The 0.3% SSI proportion at our centre was lower than reported in literature for orthopaedic surgery. Data from a 13-year multicentre SSI surveillance program in Swiss hospitals reported proportions of 1.6 and 1.3% in elective THA/TKA [5]. The following factors, also specified in the literature to reduce SSI, might have contributed to the low SSI proportions in our cohort: our voluntary participation in a Surveillance Program [5, 13, 49,50,51], having experienced and subspecialized orthopaedic surgeons, the inclusion of only elective procedures [52], as well as the use of SAP [8, 12, 20, 34]. This study does not allow a conclusion on the possible influence of post-operative SAP on SSI numbers.

Some SSI might have been missed due to the study design which assessed SSI via telephone interview at 30- and 90-days follow-up. A standardized clinical examination and a longer follow-up period (e.g. two years) to evaluate occurrence of late onset infection, could have enabled an optimal assessment.

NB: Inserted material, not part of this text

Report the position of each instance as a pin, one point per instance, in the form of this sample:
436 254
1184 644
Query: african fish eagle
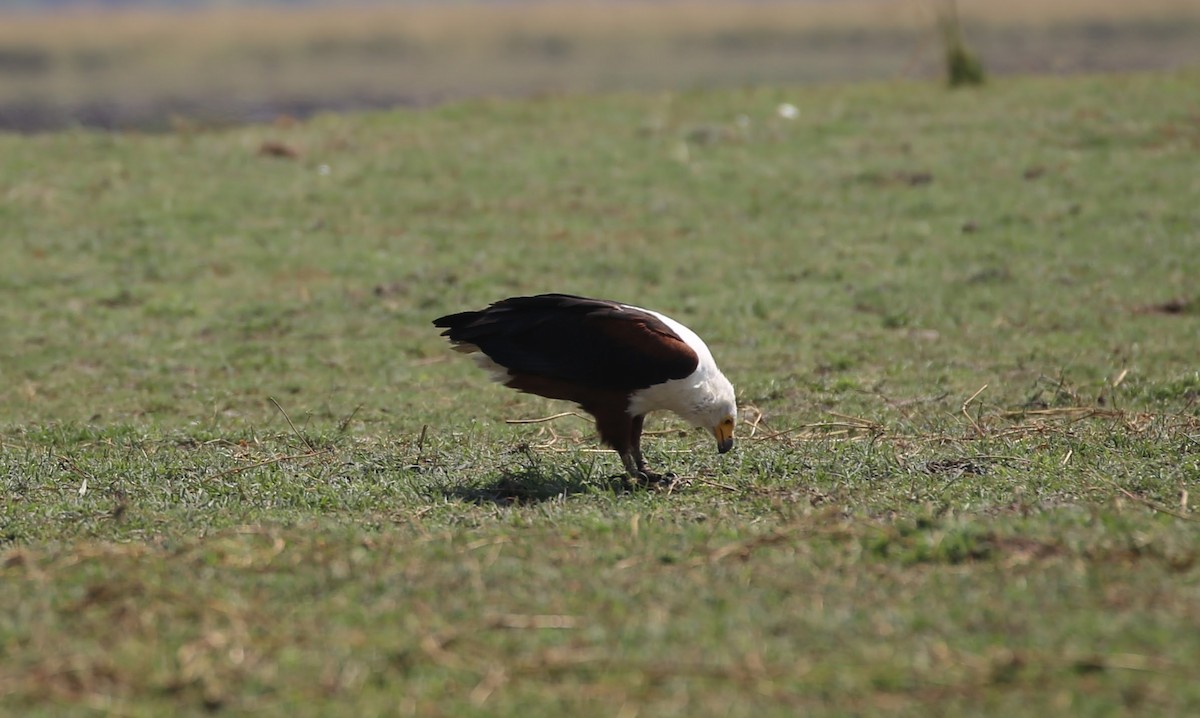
616 360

Several current directives advise against any SAP in clean surgery without implantation of foreign material and a single pre-operative dose of SAP in other operations irrespective of prosthetic use [13,14,15, 35]. Addressing the shortening of SAP duration in orthopaedic surgery and remaining uncertainties regarding the safety for patients, Nagata et al. registered a multicentre, prospective trial comparing 24 h SAP versus prolonged SAP of 24 to 48 h in clean orthopaedic surgery (UMIN000030929) [53]. In addition, a RCT investigating peri-operative single- dose versus 24 h SAP in patients undergoing elective TKA was registered in 2017 (Clinicaltrials.gov: NCT03283878). Results of both studies are still pending.

Limitations

A key limitation is the cross-sectional design of the study with retrospective survey of the use of SAP and bias inherent to this study design apply. Indications for PSAP use were therefore not available. However, the survey of PSAP use in a prospective way would have been comparable to an intervention and would have influenced results in our view. A further limitation is the lack of data on pre-operative SAP administration as they were not recorded in the electronic patient charts. Anyway, the focus of the study laid on investigating PSAP as pre-incisional SAP is well established.

Conclusion

In conclusion, we found room for improvement concerning PSAP usage at our centre. Several potentially modifiable factors were associated with PSAP, including duration of operation or use of wound drains. Beside optimizing modifiable factors in order to reduce PSAP use, surgeons require high levels of evidence of optimized SAP resulting in low infection proportions with a high safety profile in order to alter their prescribing practices. In addition, a consistent continuation of programs for SSI surveillance is needed to homogenize common practice.